In January 2011, Zuncheddu left the party in order to join Independence Republic of Sardinia (iRS). This caused a major upheaval within the party, which was left without representation in the Regional Council. However, the party pushed back and, in the 2014 regional election, it won 2.6% of the vote and two regional councillors.

In the 2019 regional election the party formed, outside big coalitions, a joint list with the iRS and Sardigna Natzione Indipendentzia (SNI) named "Self-determination" and obtained 1.9% of the vote. As a result, the party was no longer represented in the Regional Council.

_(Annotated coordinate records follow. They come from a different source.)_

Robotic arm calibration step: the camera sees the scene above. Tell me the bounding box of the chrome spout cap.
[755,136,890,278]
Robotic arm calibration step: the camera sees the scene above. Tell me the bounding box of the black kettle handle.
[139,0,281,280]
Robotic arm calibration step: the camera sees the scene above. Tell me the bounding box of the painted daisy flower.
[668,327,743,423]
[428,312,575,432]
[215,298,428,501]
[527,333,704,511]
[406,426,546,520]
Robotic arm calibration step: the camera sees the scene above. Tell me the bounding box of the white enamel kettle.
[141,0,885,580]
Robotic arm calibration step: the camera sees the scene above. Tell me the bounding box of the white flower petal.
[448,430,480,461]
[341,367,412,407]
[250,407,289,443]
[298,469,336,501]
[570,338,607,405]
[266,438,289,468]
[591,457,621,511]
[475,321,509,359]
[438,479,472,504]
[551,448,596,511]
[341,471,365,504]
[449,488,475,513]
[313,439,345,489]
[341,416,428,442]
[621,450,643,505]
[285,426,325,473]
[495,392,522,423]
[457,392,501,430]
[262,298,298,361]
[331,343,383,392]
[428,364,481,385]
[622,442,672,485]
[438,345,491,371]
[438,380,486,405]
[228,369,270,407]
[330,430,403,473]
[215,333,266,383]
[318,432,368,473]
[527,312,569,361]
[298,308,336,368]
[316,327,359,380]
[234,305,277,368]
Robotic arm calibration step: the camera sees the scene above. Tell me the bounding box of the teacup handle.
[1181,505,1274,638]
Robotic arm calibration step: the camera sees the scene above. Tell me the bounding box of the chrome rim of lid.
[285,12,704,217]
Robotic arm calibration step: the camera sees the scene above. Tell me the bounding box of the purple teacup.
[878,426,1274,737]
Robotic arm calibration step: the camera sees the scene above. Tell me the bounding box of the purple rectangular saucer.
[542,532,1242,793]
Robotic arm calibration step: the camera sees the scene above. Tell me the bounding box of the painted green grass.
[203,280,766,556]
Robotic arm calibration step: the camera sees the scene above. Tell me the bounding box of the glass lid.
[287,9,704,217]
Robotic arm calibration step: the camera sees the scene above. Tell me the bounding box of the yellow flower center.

In June 2021, during a party congress, Lucia Chessa and Natacha Lampis were elected secretary and president, respectively.

In the 2024 regional election Chessa ran as a stand-alone candidate, obtaining 1.0% of the vote, while the party got 0.6% of the vote and no seats in the Regional Council.

==Leadership==
- Secretary: Gesuino Muledda (2009–2012), Salvatore Melis (2012–2014), Marco Pau (2014–2021), Lucia Chessa (2021–present)
- President: Paola Zunchedda (2009–2011), Gesuino Muledda (2012–2018), Natacha Lampis (2021–present)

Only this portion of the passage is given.